FIFA delays decision on Qatar until after 2014 World Cup but sets up task force
FIFA has delayed a decision on moving the World Cup in Qatar to winter until after next year's tournament in Brazil.
Last Updated: 05/10/13 8:01am
The world governing body's executive committee held a two-day meeting in Zurich to debate a controversial proposal to shift the 2022 showpiece from the summer months to avoid the extreme heat.
But, with president Sepp Blatter keen on a consultation period before confirming a switch that has extensive domestic ramifications, officials have agreed to first set up an investigating body.
The commission, announced by Blatter at a press conference in Zurich on Friday, will draw members from across the game but is not expected to rule on the proposition until 2015.
Blatter, who insisted Qatar's host nation status was not in doubt, said: "The FIFA World Cup 2022 will be played in Qatar. There you have it.
"We have decided we are going to carry out consultations. These will include all the participants in the World Cup and stakeholders including players, clubs, leagues, national associations confederations and FIFA.
"There are also economic partners involved be they from marketing, the media and television and we need to bear in mind our obligations to these partners.
"We need to carry out very deep consultations and investigations and show some diplomacy and wisdom."
Qatar organisers insist special cooling technology means they can hold the event any time of the year but stifling temperatures outside the stadia remain a worry and UEFA's 54 member associations last month agreed to a move in principle.
The exact timing of a winter tournament appears to be the major sticking point, with FIFA preferring a November/December World Cup but UEFA president Michel Platini championing a January tournament that would not clash with the Champions League.
The November/December plan has also emerged as the favoured option of the Premier League.
Such a timeframe would allow the traditional club Christmas programme to take place as normal, and interfere less with the final few months of the season than a long break in January and February.

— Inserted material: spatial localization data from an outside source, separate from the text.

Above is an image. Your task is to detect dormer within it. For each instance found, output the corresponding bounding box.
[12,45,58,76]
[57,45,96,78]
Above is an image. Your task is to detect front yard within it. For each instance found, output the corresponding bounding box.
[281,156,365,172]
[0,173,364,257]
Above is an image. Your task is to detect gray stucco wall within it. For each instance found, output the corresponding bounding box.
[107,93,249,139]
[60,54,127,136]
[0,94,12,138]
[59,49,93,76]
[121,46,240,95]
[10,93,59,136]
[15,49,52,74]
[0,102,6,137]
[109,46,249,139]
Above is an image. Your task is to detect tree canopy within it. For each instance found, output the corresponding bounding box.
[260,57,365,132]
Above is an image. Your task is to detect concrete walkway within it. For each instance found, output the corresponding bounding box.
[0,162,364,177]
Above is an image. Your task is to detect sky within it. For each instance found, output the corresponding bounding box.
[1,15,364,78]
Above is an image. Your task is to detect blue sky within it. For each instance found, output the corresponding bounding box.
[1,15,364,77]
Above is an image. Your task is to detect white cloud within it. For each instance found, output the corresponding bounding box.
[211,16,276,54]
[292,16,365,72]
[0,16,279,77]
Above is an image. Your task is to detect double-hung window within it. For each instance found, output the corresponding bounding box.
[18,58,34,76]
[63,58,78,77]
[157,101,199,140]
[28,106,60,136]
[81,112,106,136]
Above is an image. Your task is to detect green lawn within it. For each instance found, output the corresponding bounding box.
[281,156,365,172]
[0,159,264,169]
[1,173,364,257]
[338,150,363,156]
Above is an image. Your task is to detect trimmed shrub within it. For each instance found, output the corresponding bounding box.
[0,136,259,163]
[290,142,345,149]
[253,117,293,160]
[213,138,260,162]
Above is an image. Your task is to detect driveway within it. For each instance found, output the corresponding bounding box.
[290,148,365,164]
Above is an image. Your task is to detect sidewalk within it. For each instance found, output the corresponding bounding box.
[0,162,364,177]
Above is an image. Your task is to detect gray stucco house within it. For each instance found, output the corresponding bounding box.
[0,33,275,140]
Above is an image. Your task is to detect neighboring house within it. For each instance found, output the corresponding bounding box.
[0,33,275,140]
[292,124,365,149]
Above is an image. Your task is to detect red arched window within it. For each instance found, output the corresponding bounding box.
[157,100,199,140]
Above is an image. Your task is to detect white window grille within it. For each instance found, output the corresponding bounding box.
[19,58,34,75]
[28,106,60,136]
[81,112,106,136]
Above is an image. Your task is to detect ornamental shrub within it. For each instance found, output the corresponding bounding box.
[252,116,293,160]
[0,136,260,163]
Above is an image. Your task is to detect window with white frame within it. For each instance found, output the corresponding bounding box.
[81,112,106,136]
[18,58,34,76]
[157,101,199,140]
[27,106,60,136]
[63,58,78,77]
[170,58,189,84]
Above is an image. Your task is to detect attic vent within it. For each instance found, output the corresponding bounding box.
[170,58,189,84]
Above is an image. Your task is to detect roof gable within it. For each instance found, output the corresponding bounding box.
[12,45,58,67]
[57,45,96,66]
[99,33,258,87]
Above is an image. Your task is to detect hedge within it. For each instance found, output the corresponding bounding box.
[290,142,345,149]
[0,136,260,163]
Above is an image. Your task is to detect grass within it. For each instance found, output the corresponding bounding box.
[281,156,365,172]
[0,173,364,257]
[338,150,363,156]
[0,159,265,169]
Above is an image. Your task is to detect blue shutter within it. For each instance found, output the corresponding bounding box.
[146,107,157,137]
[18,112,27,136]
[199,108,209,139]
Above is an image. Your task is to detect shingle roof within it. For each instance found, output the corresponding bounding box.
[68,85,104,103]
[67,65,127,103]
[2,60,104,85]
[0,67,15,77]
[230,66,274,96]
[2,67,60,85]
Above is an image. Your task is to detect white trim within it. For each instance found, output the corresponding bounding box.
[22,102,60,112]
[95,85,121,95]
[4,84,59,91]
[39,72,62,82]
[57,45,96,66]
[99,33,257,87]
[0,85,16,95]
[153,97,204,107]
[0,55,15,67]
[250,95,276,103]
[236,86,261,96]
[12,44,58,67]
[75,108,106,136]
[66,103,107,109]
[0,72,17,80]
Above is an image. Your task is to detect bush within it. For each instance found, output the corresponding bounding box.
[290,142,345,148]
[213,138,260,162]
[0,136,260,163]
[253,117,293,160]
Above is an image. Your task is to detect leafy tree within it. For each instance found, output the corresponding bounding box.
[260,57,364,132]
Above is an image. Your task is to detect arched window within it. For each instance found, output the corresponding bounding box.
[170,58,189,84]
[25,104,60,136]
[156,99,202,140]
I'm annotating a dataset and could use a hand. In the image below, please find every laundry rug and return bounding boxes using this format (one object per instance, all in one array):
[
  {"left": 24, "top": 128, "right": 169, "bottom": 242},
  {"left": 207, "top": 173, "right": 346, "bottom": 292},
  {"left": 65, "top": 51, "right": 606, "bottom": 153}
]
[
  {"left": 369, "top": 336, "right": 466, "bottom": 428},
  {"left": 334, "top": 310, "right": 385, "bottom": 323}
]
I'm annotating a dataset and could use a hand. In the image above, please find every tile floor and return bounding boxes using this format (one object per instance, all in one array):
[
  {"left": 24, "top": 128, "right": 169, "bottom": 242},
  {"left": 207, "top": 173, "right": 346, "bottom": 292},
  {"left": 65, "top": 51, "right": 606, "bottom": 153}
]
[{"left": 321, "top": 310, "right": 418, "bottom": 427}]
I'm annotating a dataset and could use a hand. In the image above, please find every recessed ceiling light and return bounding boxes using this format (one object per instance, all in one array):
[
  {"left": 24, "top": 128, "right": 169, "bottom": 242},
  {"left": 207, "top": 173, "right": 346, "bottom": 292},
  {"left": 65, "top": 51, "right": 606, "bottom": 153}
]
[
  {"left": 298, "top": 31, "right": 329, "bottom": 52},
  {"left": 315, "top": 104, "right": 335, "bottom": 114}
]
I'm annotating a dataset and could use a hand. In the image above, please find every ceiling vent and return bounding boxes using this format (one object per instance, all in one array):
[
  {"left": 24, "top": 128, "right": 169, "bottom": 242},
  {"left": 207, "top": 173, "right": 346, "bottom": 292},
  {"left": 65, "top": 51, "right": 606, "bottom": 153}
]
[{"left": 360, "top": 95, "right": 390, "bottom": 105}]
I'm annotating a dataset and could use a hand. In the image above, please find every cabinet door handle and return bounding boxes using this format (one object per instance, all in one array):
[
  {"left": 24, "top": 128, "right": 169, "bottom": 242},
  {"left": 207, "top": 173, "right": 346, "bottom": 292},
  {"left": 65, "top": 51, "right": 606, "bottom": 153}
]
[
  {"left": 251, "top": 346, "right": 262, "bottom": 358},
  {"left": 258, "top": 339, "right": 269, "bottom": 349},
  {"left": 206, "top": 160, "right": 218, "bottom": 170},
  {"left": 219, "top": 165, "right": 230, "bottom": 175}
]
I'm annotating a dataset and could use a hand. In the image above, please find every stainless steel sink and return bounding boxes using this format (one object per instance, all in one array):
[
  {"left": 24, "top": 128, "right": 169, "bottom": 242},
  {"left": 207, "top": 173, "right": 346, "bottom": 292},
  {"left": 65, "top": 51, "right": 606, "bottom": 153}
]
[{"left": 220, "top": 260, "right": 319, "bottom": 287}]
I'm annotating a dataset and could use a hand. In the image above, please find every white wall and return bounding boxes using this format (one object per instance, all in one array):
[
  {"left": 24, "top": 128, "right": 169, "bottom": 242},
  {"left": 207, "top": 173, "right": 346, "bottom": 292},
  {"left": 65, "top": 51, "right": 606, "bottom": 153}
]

Aside from the timing of the tournament, the executive committee also discussed an investigation into the mistreatment of migrant workers in Qatar, and Blatter confirmed he would visit the Middle Eastern country to raise his concerns in person.
"I will go with a delegation in the name of the ExCo of FIFA for a courtesy visit but it is also a visit to confirm the World Cup 2022," he added.
"But I will also touch on this concern, which concerns many people in the world, and that is the working conditions in that country, but we can't be the ones who can change it.
"It is a responsibility not only for Qatar but the construction companies, and there are many European companies working there. We cannot turn a blind eye but we cannot make a direct intervention - but the Qatar government have confirmed they will do so."
Meanwhile, former FA chairman Lord Triesman has described the Qatar World Cup quandary as a "mess that never should have happened".
"They were always going to be challenged over holding a World Cup in Qatar - and in the middle of the summer - and everybody must know that the temperatures there are absolutely searing," Triesman told Sky Sports News.
"Whatever they say about the air conditioning in stadia, you can't air condition the fan parks and you can't keep the spectators (sufficiently cool) to enjoy themselves.
"There are a number of really difficult issues to address and I can imagine they haven't got the answers to more than a small proportion of them.
"What they must have known when they voted for it, although some people will say they didn't appreciate how hot it was, was that this searing heat wasn't practical. They must have known for some time they would have to consider the winter.
"They will have to deal with all the football that will have to be postponed or moved across the winter in the northern hemisphere, they'll have to deal with a number of sports in other countries and they'll have to deal with the nations who believed they were bidding for a summer World Cup in 2022, only to find that maybe the rules have been changed. All of those will be very aggrieved people.
"It's a mess that never should have happened. We knew the facts in advance."